本発明は近赤外線分光分析用の分析用具、およびその分析用具を使用する近赤外線分光分析方法に関する。
近赤外線分光光度計による吸光度の測定は粉末試料や固体試料についても行われるが、観測される多くの吸収バンドは水素を含む官能基の振動に由来するものであるから、試料水溶液に適した分析方法であるとされている。そして近赤外線は物質を透過し易く、近赤外線分光分析は非破壊の分析であり、無侵襲の分析であるから、化学工業、農業、医療、食品管理や土木などの広い分野において、試料を時間的に連続して分析し得るほか、問題を生じている現場へ近赤外線分光光度計を持ち運び、その場で直ちに近赤外線分光分析を行い得ることから広く採用されている。

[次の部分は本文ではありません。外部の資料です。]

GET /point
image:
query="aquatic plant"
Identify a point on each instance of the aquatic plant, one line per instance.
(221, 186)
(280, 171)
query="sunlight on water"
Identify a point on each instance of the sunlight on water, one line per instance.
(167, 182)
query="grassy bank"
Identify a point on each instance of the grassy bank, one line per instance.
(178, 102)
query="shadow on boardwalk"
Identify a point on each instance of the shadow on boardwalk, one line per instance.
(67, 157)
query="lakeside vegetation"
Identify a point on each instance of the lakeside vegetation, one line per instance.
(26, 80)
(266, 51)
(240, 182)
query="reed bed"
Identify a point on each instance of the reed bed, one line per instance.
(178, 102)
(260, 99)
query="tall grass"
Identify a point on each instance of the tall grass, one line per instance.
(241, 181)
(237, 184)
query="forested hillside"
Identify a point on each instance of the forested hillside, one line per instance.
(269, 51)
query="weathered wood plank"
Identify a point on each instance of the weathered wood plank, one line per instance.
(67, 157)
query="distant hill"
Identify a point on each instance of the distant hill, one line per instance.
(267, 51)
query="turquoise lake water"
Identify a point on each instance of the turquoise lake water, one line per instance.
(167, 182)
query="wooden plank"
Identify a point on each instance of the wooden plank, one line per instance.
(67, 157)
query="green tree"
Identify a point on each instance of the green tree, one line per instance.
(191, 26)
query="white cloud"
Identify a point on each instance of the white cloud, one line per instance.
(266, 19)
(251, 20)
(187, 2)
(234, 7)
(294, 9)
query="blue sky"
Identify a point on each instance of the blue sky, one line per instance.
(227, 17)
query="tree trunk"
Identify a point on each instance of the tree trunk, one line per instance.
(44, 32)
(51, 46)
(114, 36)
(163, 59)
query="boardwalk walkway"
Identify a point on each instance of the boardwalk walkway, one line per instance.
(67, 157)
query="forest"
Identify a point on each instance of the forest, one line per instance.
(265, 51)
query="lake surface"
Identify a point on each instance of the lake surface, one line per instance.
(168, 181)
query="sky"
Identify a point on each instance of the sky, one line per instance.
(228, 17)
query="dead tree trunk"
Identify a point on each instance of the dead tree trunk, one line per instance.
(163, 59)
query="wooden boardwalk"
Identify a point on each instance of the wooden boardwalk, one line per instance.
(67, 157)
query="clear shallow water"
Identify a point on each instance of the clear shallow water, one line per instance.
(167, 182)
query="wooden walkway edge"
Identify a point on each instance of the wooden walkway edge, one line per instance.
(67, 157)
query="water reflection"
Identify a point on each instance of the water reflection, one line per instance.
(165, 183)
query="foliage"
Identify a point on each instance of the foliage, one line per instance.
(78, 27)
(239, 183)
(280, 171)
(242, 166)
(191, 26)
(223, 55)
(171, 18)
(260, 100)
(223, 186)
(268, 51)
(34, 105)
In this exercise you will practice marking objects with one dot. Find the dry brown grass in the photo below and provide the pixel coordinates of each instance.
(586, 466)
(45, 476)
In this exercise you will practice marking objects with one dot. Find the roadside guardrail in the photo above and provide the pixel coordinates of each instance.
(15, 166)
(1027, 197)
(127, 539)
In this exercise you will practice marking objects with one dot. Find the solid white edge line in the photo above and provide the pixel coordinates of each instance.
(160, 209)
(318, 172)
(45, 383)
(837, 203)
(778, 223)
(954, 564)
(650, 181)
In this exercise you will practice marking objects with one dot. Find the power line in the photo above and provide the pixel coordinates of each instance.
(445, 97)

そして近赤外領域の吸収バンドは一般的な赤外領域の吸収バンドに比べて遥かに損失されにくいので、光路長数mmのガラスセルまたは石英セルが使用されており、例えば、モモの果汁について光路長2mmのセルを使用してモモの渋味を判別する方法が検討されている(非特許文献1を参照)。そして、試料水溶液に含まれている試料成分の濃度が高い場合には、光路長1mmのセルを使用しても吸光度を充分に観測することができる。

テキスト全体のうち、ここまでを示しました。